I'm attempting to push my output files from Databricks to Github. (From my understanding, git integration with Databricks is only for notebooks, and not for other files such as CSV. When you add a Databricks repo, a dialog appears saying only db-notebooks are cloned.)
I can successfully push to Github once, but after pushing I can no longer commit again. #commitmentissues
The error is that git cannot append .git/logs/HEAD:
fatal: cannot update the ref 'HEAD': unable to append to '.git/logs/HEAD': Operation not supported
What I've done
- Initialize git from Databricks notebook:
git init
- Tell git who I am:
git config user.email "<email>"
andgit config user.name "<name>"
- Add and commit file:
git add test.txt && git commit -m "message"
This works!
- Add remote:
git remote add origin https://github.com/<user>/<repo>.git
- Push to remote. Did this from RStudio in Databricks (rather than notebook) so that I could interactively add Github username and personal access token:
git push -u origin master
This works!
- Add a new file:
git add file2.txt
- Commit:
git commit -m "message"
This fails.
Error:
fatal: cannot update the ref 'HEAD': unable to append to '.git/logs/HEAD': Operation not supported
Why does pushing to Github change git's ability to append .git/logs/HEAD? How could I work around this?
Research
- This question is also about trying to push to Github from Databricks but it fails at a different step in the process, and is using Databricks Git Integration, which I am not.

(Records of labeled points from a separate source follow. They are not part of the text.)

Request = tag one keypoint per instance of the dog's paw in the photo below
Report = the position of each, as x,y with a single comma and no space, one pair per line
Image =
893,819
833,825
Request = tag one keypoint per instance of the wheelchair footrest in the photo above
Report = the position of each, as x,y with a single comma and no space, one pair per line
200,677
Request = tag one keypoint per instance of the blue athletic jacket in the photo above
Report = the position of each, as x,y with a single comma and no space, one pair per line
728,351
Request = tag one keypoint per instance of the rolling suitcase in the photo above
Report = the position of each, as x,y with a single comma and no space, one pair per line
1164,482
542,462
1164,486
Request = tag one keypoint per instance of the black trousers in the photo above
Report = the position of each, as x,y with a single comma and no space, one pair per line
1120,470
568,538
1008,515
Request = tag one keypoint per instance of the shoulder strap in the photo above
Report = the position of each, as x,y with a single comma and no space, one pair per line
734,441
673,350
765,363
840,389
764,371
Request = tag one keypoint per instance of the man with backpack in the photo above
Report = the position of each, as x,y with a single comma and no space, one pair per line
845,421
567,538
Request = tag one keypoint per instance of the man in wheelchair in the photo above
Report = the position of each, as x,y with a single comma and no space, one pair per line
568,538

- This Github issue returns the same error, but I got lost once they started talking about formats.
CodePudding user response:
The problem, in the end, is not to do with git but with mounted storage on Databricks.
In the process of a git commit, git appends log files. Databricks, however, prohibits appending of files on mounted storage.
The solution, then, is to host the repository on unmounted storage (e.g. in /tmp, as suggested by the previous link).
@torek, in the question's comments, points out that the working tree could remain on mounted storage, with only the repo being hosted on unmounted storage, using git init
's --separate-git-dir=
option.
/tmp/
project-repo
/dbfs/mnt/
project-working-tree